Residents are advised to stay vigilant against increasingly elaborate phone scams pretending to be police or court officials.
Honolulu plastic surgeon Bob Peterson was targeted by one of the more recent tools of the telephone scamming trade: a phone call, supposedly from the Hawai‘i Sheriff’s Office, warning that he had missed jury duty and was facing potential criminal charges.
In hindsight, Peterson said, it should have been clear that he couldn’t have missed jury duty without first having been informed of jury selection. But, he told Aloha State Daily, the call came early in the morning and he was “caught unawares.”
“I could easily imagine a situation where I missed a notice or didn’t sign something,” Peterson said, adding that the scammer had spoofed the Sheriff’s Office’s caller ID. “It was a very plausible story.”
The caller — who Peterson said sounded “American,” albeit through a poor, fuzzy phone connection — said there was a warrant for Peterson’s arrest now that he had supposedly missed his court date for jury duty and that, if he hung up, police would come to arrest him.
The scammer told Peterson that, in order to avoid an arrest, he first had to read aloud a series of documents texted to him without dropping the call.
Those documents included a false “mobile escort order” bearing the letterhead of the United States District Court — informing the reader that they are under court order to remain on the phone line until they make it to a law enforcement facility “for your personal protection” — and a non-disclosure agreement bearing the watermark of the U.S. Department of Justice.
Peterson guessed that remaining on the line while reading the documents served both as a distraction — making it harder to focus on inconsistencies and errors in either the documents or the scammer’s statements — and to ensure that the victim had the base technical literacy for the next step.
Eventually, one of the documents gave the game away, Peterson said. A notice purporting to be from the Office of the Attorney General — no jurisdiction specified — claimed that “all warrants deemed elligible [sic] for cash bond must be posted in … either UNITED STATES DIGITIAL [sic] CURRENCY, or Bitcoin.”
“When I saw the stuff about crypto, I said ‘oh! This is a scam!,'” Peterson said.
Peterson hung up the phone immediately after realizing the ruse, although he joked that, if he wasn’t scheduled to perform surgery that morning, he might have enjoyed playing along and wasting the caller’s time.
“I was on the phone for like 40 minutes,” Peterson said. “Wasted the whole morning.”
By cutting the call short, Peterson said he never figured out how the scammer intended to actually take his money. The caller had told him to visit a “federal bonding kiosk” to pay bail and supplied a picture of such a supposed device, as well as an instructional form — this one bearing seals of the U.S. Civil Service Commission and the Department of the Treasury — explaining how to obtain a Bitcoin bail bond.

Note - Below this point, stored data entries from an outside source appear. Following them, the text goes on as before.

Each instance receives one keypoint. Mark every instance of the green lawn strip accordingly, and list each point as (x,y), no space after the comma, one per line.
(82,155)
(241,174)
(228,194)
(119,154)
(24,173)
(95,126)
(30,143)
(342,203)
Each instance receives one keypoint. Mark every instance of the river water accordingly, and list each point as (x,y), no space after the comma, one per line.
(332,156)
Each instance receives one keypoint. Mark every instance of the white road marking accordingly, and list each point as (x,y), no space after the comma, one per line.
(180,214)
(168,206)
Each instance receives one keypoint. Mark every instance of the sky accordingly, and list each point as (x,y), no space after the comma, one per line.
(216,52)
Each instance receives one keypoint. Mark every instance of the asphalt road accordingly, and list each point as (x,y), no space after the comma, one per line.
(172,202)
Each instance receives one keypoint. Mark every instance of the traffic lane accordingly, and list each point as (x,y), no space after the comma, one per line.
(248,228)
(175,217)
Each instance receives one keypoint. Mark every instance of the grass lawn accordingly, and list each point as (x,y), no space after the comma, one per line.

Based on those instructions, the scammer likely would have provided a code, claiming it to be issued by the Treasury, that would have allowed for money to be transferred to a Bitcoin account controlled by the scammer.
There is no such thing as a “federal bonding kiosk." Peterson said the location the scammer had directed him to was likely an ordinary Bitcoin kiosk.
Nonetheless, Peterson said people could easily be fooled by the scam. Because it floods the victim with so much information that seems valid at first glance, a person could be overwhelmed and not see any of the red flags before it’s too late.
The Hawai‘i State Judiciary issued a warning about jury duty scams in August. At the time, the government warned that the courts will never demand immediate payment via cryptocurrency, wire transfer, pre-paid debit cards or other tools.
The Judiciary also makes all official jury service communications through the U.S. Postal Service.
People who have received a suspicious call or text should hang up immediately and not answer any questions or press additional numbers during the call. Any suspicious emails or text messages should be deleted.
If you have been targeted by a scammer — particularly if you have given personal information or money to a scammer — report the incident to the police and the FBI’s Internet Crime Complaint Center.